Elizabeth Commons, 27, Australia’s silver medallist at this year’s world cheerleading competition, sympathises.

“People expect a certain type of person, but I’m a chemistry teacher and I’m on a team with doctors, lawyers and bankers – but we’re also cheerleaders,” Commons says.

As Roebuck says: “Basically, at the end of the day, we have a job to do.”

And both girls have worked hard to get there.

Squad members have mostly trained as dancers or have a competitive gymnastics or acrobatics background.

Other than being selected for their appearance and skills, it’s ultimately their personality that helps them stand out from the hundred or so who try out at the exhaustive annual auditions held by each football club.

A squad, usually made up of about 24 girls ranging from 16 to 27 years old, is required to do at least one rehearsal session per week during the football season. There are sponsorship appearances and on match day, cheerleaders arrive three hours before the game to hand out flyers to fans.

Although the clubs are reluctant to divulge what they pay their dancers, it’s understood to be up to about $150 for the day.

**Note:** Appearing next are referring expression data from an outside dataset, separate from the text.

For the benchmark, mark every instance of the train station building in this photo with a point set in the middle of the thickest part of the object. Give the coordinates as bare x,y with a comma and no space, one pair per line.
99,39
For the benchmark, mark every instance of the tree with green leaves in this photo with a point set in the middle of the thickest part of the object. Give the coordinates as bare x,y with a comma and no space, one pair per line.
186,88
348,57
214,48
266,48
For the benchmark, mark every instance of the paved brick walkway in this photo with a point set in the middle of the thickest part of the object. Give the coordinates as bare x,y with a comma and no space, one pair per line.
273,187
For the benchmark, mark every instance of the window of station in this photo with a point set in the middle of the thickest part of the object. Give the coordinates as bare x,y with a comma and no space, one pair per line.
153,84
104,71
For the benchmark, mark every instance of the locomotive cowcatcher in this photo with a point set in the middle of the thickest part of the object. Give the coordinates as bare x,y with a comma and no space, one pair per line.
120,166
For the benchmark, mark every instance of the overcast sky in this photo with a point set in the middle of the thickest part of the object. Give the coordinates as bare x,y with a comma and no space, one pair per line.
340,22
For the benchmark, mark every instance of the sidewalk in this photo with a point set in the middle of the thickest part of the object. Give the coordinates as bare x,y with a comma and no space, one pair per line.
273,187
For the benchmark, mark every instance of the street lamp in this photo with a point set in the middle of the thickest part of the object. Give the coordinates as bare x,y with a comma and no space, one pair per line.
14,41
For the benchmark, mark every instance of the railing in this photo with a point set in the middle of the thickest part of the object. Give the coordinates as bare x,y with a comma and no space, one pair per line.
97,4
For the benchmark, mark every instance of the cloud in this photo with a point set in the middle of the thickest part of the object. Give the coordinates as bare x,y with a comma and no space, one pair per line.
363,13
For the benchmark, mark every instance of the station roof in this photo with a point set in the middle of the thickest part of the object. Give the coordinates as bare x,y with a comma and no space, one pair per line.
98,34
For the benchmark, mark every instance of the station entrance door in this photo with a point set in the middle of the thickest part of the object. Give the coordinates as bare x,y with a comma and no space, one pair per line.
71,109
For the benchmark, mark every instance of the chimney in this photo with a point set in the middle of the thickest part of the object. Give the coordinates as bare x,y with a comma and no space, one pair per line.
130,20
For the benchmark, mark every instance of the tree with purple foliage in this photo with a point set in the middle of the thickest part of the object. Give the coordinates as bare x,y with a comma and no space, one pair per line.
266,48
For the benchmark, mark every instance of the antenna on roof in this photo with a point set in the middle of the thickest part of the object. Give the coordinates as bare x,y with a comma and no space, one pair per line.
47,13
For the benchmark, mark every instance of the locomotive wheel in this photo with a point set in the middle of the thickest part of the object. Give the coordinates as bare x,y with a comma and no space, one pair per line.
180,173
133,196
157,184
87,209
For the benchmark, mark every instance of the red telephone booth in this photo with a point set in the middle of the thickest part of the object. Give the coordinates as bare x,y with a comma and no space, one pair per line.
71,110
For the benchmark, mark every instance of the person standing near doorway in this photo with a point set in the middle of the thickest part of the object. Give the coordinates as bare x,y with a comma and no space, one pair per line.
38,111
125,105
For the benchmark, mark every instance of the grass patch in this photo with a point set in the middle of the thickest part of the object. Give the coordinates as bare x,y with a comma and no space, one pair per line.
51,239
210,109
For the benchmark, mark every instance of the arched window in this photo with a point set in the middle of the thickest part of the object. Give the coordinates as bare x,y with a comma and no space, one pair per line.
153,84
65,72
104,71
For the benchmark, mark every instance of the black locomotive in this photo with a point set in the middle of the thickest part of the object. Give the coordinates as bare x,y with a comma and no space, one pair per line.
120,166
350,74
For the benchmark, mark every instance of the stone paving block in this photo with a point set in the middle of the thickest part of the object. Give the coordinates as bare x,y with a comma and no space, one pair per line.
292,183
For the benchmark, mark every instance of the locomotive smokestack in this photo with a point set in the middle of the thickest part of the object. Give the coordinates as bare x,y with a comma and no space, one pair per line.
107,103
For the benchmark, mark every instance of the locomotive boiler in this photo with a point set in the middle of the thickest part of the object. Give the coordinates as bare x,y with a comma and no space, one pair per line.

“You’re definitely not doing it for the money. You have to have a love for the game,” says Roebuck, who admits she is a huge fan of the Wests Tigers.

Shaking pom-poms and doing dance routines throughout the game, cheerleader squads add an element of excitment to the game, especially when the players first run onto the field.

And it’s a sport that’s growing in Australia.

Under the guidance of Roebuck, the Tigers have introduced two new squads of girls aged between four and 17, the Tiny Tigers Club and Pre-Squad, which performed during games this season.

“I’m trying to come in and change the stereotype by building up from a young age a group of girls that want to do this when they’re older,” she says.

Two other Aussie girls who have helped the image of cheerleaders are former Newcastle Knights cheerleader Jennifer Hawkins, who went on to become Miss Universe, and more recently, former Manly cheerleader Angela Nicotera, who was this year picked for the prestigious Dallas Cowboys cheerleading squad.

Inspired by Hawkins’ business success, Roebuck has opened a dance school specialising in cheerleading in Blacktown with two more planned for Campbelltown and Leichhardt.

As Commons explains, competitive cheerleading is different from the NRL club squads. The focus is more on acrobatic tumbling, such as backflips and stunting.

“I don’t really follow football,” says Commons, international competitor and coach of four cheerleading teams.

“It’s just a different take on it … we’re cheering as a sport, rather than for another sporting team.”

After competing at state and national level championships for more than five years, Commons was selected for an all-girl 24-member Australian team to compete at the ICU (International Cheerleading Union) World Championships last April in Orlando, Florida.

Winning Australia’s first-ever medals, Commons’ team won silver and an Australian co-ed team won bronze.

“The crowd was amazing, like nothing I’d ever experienced before,” Commons says.

Whether it’s a sport or a spectacle, cheerleading is athletic and requires training and discipline – but there’s an element of glamour too.

As Roebuck says, when the Wests Tigers cheerleaders perform at the Sydney Football Stadium with flashing lights, flames and fireworks in front of 50,000 screaming fans, pumped to Guns ‘N Roses’ Welcome to the Jungle, “you think this is surreal”.

“It’s something I can tell my daughter about when I’m a mum. I’m living the dream.”